The PERFECT bread recipe for the beginning baker! Think Wonder Bread!
First, I want to mention I'm not talented enough to be able to claim I created this recipe. I found it on another forum and I really don't know who the original author is, but whoever it is, created a WINNER! This bread has a soft crust and interior (somewhat like store bought white but much tastier with a nicer texture) so for those of you who only want to tackle a crusty bread, this one is not for you. The crust also does not get very dark, but you could probably mist it with a bit of water if you want it darker.
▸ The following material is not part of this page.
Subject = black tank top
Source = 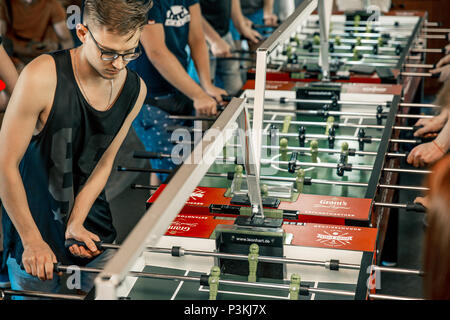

But, if you're even a little like me in that you desperately want to be successful in making ANY kind of bread, you will LOVE this recipe! After I struggle for days to get a more complicated recipe to work for me, this one is a RELIEF to work on. I have never had a failure, even when I threw it together in a hurry. And EVERYONE here loves it! My grandson, who never asks for seconds of anything, asked me for a second slice of this tasty bread. My husband, who is difficult to please to say the least, is very happy when I use it to make his sandwiches to take with him to work in the morning. He's actually so proud that I can make it that he shares his sandwiches from time to time so his associates can sample it.
This is the recipe:
Combine in the slightly preheated bowl from your stand mixer (you can also do this entirely by hand, but it's a lot more work):
2 cups of 110-112 degree water
1 tablespoon plus one teaspoon instant yeast (a total of 4 teaspoons)
1 tablespoon sugar
Cover and let rise in a warm place for 5 minutes (to create warm place, I put my oven on 350 degrees for about 10 seconds and shut it off)
Add to the yeast mixture:
¼ cup oil
5 cups bread flour (I find the best way to measure flour for this recipe is to scoop it, as recommended by the America's Test Kitchen Family Baking Book. I have tried weighing it--which really should work--and spooning into the measuring cup, as recommended by the King Arthur Flour Baker's Companion, but with both methods the dough was too slack and I had to add flour.)
2 teaspoons salt
Knead until smooth and elastic. I use the dough hook to combine it for a couple of minutes (while scraping down the sides to help combine the ingredients) and knead for at least an additional 5 minutes on speed 2.
Place the dough (sometimes you have to aid it with a scraper to release it from the bottom of the mixer bowl as it doesn't seem to hold the ball shape on the hook each and every time) in a greased bowl, turn it, and cover it with plastic wrap that has been sprayed with a nonstick coating, such as Pam.
Cover and let rise in a warm place for 20-25 minutes. I use the minimum time for both the first and second rise. Punch the dough down and divide it into two equal portions. Then roll each piece into two rectangles that each measure approximately 10" by 14". Starting from the long end, roll each rectangle up in jelly roll fashion and tuck in the ends slightly. Pinch the seam together and place each loaf with the seam to the bottom on a greased 12" by 16" (or similar size) cookie sheet or shallow baking pan. I find the two loaves work fine on one pan. Diagonally slash each loaf about 3 times with a sharp, floured knife.
Lightly spray the loaves with nonstick spray and cover with plastic wrap. Let the loaves rise for 20-25 minutes in a warm place. Since I will have to preheat my oven while these loaves are rising, I cannot let the loaves rise in there and I turn on my toaster oven and leave it on for several minutes. After I shut if off, I check to see how hot the top has become and layer the appropriate amount of kitchen towels on top of it so that the bottom of the cookie sheet I will be placing on it doesn't get too hot. I then place the loaves on top of the towels on the toaster oven, making sure they are situated to the back (under the cabinets), where I believe the most heat would be trapped. Your situation may be different so I am only offering this as a suggestion.
Preheat the oven to 350 degrees and bake the bread for 20-25 minutes. I use the maximum time as this bread does not get a very dark crust. Let the bread cool for at least 10 minutes before slicing--it will still be warm.